Analyse the positioning techniques: the mini-sitcom scenario and recurring cast, point of view, humour, editing rhythm, and the way Apple products are woven into the workplace narrative rather than hard-sold.
Name the likely reading position and analyse how the choices steer the audience to feel warmth toward the brand. You can note that an aware viewer might take a negotiated or oppositional reading of branded content.
Explain the contexts: production (a director-led Apple campaign with high production values) and use (a business-to-business target audience, distributed on Apple's YouTube channel where it gained millions of views), connecting the positioning to that target audience.

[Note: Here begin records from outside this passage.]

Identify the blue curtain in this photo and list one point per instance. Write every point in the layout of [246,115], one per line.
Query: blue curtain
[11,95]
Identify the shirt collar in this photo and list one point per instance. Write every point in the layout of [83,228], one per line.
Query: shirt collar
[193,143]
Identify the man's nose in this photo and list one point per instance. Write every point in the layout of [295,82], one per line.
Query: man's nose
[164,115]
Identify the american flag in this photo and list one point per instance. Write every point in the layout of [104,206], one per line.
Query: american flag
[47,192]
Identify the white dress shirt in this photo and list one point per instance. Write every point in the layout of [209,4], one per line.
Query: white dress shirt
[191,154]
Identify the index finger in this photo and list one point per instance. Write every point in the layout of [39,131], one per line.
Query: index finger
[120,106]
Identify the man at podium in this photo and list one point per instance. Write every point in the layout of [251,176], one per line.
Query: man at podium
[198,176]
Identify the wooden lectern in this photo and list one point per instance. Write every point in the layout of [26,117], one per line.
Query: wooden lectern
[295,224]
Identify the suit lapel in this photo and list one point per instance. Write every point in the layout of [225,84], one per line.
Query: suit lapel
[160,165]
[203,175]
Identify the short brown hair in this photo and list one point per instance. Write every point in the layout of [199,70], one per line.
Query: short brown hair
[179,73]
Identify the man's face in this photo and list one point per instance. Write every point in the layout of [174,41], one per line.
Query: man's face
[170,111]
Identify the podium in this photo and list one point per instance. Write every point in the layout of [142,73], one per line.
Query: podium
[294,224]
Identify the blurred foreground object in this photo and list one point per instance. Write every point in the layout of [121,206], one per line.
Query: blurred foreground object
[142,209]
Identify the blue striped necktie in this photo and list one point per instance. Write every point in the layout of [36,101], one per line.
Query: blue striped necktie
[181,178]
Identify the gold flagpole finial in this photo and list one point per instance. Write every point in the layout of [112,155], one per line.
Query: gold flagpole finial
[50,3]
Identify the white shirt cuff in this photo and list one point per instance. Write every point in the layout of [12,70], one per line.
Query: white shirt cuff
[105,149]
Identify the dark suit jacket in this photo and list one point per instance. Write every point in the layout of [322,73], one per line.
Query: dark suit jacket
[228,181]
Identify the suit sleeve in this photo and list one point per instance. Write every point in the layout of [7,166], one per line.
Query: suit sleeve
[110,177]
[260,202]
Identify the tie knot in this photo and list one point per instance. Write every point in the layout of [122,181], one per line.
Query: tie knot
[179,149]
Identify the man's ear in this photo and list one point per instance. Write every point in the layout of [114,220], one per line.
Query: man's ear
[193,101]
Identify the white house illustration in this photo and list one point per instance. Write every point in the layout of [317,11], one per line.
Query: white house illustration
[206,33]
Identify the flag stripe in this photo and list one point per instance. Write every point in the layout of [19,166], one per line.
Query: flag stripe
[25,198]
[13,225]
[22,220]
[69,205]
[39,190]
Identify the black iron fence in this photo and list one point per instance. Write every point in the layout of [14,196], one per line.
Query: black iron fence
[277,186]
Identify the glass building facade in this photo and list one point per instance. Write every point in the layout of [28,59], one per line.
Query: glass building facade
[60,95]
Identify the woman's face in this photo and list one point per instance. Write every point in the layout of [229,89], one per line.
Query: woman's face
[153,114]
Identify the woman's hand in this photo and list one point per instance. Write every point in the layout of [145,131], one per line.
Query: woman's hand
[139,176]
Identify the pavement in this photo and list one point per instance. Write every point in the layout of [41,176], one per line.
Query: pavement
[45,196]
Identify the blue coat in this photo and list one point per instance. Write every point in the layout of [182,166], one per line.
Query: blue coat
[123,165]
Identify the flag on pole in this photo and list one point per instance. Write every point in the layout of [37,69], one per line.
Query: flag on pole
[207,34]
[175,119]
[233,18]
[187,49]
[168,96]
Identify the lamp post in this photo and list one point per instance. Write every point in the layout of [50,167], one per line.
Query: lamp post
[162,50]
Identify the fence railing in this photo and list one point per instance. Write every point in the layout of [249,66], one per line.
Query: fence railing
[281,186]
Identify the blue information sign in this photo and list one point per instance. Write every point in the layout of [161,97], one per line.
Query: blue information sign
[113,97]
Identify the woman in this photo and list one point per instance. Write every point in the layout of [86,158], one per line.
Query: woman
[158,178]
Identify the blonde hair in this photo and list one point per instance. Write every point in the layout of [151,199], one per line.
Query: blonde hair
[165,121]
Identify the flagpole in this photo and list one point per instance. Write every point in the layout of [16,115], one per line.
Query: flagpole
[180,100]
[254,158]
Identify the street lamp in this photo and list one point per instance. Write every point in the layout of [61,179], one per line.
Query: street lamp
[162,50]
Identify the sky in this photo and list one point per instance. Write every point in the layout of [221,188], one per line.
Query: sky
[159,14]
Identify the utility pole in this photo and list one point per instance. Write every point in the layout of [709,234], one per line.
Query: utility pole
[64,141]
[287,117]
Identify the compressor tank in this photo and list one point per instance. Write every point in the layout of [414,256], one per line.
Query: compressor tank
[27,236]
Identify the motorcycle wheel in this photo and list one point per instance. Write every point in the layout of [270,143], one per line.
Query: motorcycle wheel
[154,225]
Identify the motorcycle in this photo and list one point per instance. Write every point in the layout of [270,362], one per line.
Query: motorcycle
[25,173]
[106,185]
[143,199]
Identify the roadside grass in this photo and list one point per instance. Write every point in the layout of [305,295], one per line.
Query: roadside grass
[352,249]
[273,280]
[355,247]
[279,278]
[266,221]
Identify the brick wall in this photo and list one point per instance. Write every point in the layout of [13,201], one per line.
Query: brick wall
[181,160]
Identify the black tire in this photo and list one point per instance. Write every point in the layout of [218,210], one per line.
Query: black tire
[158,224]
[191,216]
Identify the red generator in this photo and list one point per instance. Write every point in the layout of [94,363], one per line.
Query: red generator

Appraise effectiveness with evidence from the stimulus, moving from how the audience is positioned to how well the positioning works.
2022 QCAAHow effectively has Lacoste appealed to its target audience in Timeless? Justify your viewpoint by analysing and appraising the advertisement.Show worked answer →
This is the audiences and target-audience option from the 2022 external assessment (Timeless, a Lacoste advertisement promoting a new clothing line and the brand's heritage). The exam is one 800 to 1000 word extended response marked against criteria out of 35 marks, so no per-question mark applies.
Thesis: argue how effectively the advertisement appeals to and positions its target audience.
Establish who the likely target audience is and analyse the techniques used to appeal to them: the language choices (camera, editing, music, mise en scene), the emphasis on the brand's long history, and the emotional or aspirational tone.
Analyse how those choices position the audience to associate the brand with timelessness and quality.
Appraise effectiveness: judge how convincingly the advertisement reaches and persuades its target audience, supporting each claim with specific evidence from the stimulus.
Note this question asks you to analyse and appraise the advertisement and does not explicitly require the contexts of production and use, so prioritise audience appeal and evaluation; relevant context can still support your argument.